Zum Meister kehrt’ ich mich, doch, auf sein Zeichen,
Neigt’ ich mich schweigend, jenem zugewandt.
- Mir schien er einem Zornigen zu gleichen.
Er kam zum Tore, das sein Stab erschloß,
Und ohne Widerstreben sah ich’s weichen.
- "O ihr verachteter, vestoßner Troß!"
Begann er an dem Tor, dem schreckensvollen,
"Woher die Frechheit, die hier überfloß?
- Was seid ihr widerspenstig jenem Wollen,
Das nimmermehr sein Ziel verfehlen kann?
Wird er die Qual, wie oft, euch mehren sollen?
- Was kämpft ihr gegen das Verhängnis an,
Obwohl eu’r Zerberus, ihr mögt’s bedenken,
Mit kahlem Kinn und Halse nur entrann?"
- Dann sah ich ihn zurück die Schritte lenken.
Uns sagt’ er nichts, und achtlos ging er fort,
Als müsst’ er ernst auf andre Sorgen denken,
- Als die um kleine Ding’ am nächsten Ort.
Worauf wir beide nach der Festung schritten,
Nun völlig sicher durch das heil’ge Wort.
- Auch ward der Eingang uns nicht mehr bestritten;
Und ich, des Wunsches voll, mich umzusehn
Nach dieser Stadt Verhältnis, Art und Sitten,
- Ließ, drinnen kaum, das Aug’ im Kreise gehn,
Und rechts und links war weites Feld zu schauen,
Von Martern voll und ungeheuren Weh’n.
- Gleichwie wo sich der Rhone Wogen stauen,
Bei Arles, und bei Pola dort am Meer,
Das Welschland schließt und netzt der Grenze Gauen,
- Grabhügel sind im Lande rings umher,
Wo auf unebnem Grunde Tote modern;
So hier, doch schreckte dieser Anblick mehr,
- Denn zwischen Gräbern sieht man Flammen lodern,
Und alle sind so durch und durch entflammt,
Daß keine Kunst mehr Stahl und Eisen fodern.
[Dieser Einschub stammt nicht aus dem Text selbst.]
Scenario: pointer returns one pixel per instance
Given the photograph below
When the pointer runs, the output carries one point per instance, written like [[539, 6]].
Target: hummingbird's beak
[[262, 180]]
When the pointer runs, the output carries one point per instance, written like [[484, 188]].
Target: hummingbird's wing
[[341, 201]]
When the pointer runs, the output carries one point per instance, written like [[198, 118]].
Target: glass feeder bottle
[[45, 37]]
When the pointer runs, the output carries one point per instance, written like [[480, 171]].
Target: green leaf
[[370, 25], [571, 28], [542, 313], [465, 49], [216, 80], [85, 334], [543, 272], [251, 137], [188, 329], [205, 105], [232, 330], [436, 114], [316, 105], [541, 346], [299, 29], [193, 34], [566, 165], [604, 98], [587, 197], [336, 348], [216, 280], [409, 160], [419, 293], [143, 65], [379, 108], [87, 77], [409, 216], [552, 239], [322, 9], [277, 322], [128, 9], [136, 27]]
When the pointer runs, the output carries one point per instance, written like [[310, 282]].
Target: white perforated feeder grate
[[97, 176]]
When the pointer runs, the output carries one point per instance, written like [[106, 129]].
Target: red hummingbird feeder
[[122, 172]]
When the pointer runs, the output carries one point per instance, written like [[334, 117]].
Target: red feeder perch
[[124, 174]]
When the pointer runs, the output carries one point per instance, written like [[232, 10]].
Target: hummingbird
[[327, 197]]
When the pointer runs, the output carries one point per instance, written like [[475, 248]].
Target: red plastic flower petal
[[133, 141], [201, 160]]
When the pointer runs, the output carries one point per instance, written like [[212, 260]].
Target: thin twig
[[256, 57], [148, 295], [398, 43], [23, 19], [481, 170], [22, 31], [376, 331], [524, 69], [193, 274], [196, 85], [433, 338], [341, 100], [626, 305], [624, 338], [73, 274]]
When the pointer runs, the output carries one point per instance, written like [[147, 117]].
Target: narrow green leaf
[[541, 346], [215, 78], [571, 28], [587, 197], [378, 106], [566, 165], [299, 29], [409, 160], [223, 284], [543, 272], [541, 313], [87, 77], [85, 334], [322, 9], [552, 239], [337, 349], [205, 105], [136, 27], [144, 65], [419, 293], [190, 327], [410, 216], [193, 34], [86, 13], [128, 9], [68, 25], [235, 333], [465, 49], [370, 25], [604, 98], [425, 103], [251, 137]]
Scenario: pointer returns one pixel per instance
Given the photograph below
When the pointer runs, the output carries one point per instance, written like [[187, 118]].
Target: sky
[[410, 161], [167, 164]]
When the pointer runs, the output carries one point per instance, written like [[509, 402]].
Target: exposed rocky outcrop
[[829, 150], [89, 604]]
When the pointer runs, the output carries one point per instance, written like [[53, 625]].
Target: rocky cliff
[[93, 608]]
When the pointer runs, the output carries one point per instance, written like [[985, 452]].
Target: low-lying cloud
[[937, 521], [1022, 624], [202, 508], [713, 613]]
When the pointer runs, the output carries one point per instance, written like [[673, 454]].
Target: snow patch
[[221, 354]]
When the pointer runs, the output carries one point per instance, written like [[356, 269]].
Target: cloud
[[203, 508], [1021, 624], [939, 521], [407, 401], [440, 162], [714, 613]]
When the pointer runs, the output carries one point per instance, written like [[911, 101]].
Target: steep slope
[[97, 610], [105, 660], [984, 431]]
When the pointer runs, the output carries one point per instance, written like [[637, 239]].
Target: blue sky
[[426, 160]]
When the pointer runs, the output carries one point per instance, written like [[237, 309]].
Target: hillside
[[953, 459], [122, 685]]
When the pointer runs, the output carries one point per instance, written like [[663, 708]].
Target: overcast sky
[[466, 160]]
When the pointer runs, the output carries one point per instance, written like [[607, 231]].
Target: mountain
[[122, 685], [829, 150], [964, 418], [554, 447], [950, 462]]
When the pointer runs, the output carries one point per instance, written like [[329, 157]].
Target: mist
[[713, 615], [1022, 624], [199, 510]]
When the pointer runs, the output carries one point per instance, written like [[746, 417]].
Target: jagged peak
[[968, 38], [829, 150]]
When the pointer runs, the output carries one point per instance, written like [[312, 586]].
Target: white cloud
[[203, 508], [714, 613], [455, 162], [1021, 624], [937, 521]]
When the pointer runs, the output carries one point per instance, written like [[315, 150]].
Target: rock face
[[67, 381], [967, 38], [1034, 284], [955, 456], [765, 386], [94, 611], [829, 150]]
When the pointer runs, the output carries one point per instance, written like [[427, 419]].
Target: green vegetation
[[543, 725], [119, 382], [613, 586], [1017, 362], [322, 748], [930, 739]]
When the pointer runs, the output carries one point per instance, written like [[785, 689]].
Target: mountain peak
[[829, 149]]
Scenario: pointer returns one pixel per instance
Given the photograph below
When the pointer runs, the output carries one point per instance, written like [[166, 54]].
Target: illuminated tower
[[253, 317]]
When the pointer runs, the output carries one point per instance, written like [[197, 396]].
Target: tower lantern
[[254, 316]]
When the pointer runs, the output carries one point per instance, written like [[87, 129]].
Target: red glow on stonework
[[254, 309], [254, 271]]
- Halboffen ihre Deckel allesamt,
Und draus erklingen solche Klagetöne,
Daß man erkennt, wer drinnen, sei verdammt.
- Und ich: Verkünde, Meister, wer sind jene,
Die, hier begraben, sonder Ruh’ und Rast
Vernehmen lassen solches Schmerzgestöhne?
- Und er: "Hauptketzer hält der Ort umfaßt,
Und die den Sekten angehangen haben,
In größrer Zahl, als du gerechnet hast-
- Denn Gleiche sind zu Gleichen hier begraben,
Und mehr und minder glüht jedwedes Mal"–
Er sprach’s, worauf wir rechtshin uns begaben,
- Fortschreitend zwischen hoher Mau’r und Qual.